Baryon Acoustic Oscillations from the Cross-Correlation of Lyα Absorption and Quasars in eBOSS DR14
The paper presents an analysis of the Baryon Acoustic Oscillations (BAO) at redshift z=2.35 through cross-correlation of Lyman-α (Lyα) forest absorption and quasars, utilizing data from the Sloan Digital Sky Survey (SDSS) Data Release 14 (DR14). The research incorporates 266,590 quasars in the redshift range $1.77α absorption in the Lyβ spectral region.
Key Findings
- Measurements: The authors provide a measurement of the BAO peak position in both the line-of-sight and transverse directions. Specifically, they determine the Hubble distance H(z=2.35)/rd=9.20±0.36 and the comoving angular diameter distance M(z=2.35)/rd=36.3±1.8. These results are consistent at the 1.5σ level with the spatially-flat ΛCDM cosmology derived from Planck (2016) data, which incorporates cosmic microwave background (CMB) anisotropies.
- BAO Peak Position: The measurement indicates a shift of approximately 0.3σ toward the Planck cosmology prediction compared to earlier DR12 results, primarily due to inclusion of the Lyβ region absorption.
- Model Validation: The cross-correlation includes several model components to account for the quasar-lensed Lyα effect, metal absorbers, high column density systems (HCDs), and transverse proximity effects. The paper presents robust testing methods, ensuring that statistical analysis sufficiently captures potential moisture in fitted data without substantial deviation from expected peak positions.

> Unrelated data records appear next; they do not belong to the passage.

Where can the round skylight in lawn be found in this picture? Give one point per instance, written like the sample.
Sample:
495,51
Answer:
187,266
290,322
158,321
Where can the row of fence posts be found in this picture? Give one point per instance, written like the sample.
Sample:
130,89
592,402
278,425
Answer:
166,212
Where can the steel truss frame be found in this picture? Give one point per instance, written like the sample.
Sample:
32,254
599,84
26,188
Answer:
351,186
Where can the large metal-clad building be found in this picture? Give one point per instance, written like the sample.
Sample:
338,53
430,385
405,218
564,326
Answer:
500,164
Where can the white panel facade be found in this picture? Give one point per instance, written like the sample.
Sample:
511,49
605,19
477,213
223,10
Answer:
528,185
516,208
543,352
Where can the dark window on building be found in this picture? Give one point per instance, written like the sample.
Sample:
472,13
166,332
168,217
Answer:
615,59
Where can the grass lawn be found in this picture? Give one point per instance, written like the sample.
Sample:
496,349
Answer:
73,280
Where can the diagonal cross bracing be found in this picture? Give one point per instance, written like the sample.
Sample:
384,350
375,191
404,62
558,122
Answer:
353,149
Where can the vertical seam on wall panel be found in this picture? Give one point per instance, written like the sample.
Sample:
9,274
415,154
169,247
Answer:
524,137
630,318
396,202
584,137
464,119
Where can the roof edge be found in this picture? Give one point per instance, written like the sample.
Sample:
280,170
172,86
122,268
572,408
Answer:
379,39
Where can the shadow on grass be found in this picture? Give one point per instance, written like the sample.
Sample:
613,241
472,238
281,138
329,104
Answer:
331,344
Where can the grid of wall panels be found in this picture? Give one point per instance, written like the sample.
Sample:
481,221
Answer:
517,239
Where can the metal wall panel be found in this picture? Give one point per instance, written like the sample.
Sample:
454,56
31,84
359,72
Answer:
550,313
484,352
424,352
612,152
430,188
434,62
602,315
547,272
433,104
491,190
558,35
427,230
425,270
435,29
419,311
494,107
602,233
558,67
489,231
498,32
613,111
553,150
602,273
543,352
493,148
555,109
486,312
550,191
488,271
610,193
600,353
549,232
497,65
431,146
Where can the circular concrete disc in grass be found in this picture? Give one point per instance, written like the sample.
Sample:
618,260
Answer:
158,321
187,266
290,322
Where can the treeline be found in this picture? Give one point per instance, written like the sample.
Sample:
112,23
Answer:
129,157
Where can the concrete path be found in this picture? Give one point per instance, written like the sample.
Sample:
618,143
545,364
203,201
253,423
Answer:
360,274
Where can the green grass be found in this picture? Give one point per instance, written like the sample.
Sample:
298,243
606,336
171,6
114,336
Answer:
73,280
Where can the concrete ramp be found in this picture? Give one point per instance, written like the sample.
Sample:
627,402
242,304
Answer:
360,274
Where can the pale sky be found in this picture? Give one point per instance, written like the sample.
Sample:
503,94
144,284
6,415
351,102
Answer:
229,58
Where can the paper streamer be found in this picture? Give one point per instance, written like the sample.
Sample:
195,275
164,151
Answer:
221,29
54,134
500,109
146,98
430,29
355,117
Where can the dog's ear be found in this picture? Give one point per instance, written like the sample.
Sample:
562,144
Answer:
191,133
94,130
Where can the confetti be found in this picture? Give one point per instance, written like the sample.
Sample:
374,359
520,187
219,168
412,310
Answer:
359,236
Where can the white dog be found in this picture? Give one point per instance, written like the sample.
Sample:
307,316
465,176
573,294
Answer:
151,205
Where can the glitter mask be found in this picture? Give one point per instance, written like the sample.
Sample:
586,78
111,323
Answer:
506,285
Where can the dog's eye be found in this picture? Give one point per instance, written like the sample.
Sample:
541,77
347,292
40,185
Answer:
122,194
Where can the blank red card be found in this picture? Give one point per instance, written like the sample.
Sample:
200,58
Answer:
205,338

- Combination with Auto-Correlation: Integrating these results with auto-correlation measurements improves parameter constraints. The combined data yields M(z=2.34)/rd=37.0 −1.2+1.3 and H(z=2.34)/rd=9.00 −0.22+0.22, further aligning with ΛCDM predictions.
Implications and Future Directions
Practically, the research refines our understanding of the universe's expansion history and the effective use of large-scale structures as cosmic rulers. Theoretically, it underscores the consonance between high-redshift quasar data and CMB-derived cosmological models, reinforcing current paradigms about the consistency of large-scale structure measurements across cosmic time scales.
Looking forward, upcoming surveys such as DESI and WEAVE-QSO promise further advancements by expanding quasar datasets and improving spectral resolution, which are critical for reducing uncertainties in BAO measurements and testing cosmological models. This paper exemplifies the potential in leveraging next-generation datasets to validate or challenge fundamental cosmological assumptions.
Overall, this research enhances comprehension of cosmological distances at high redshifts, providing a valuable complement to galaxy surveys at lower redshifts and CMB temperature fluctuations, thereby contributing to a more precise characterization of the universe's expansion dynamics.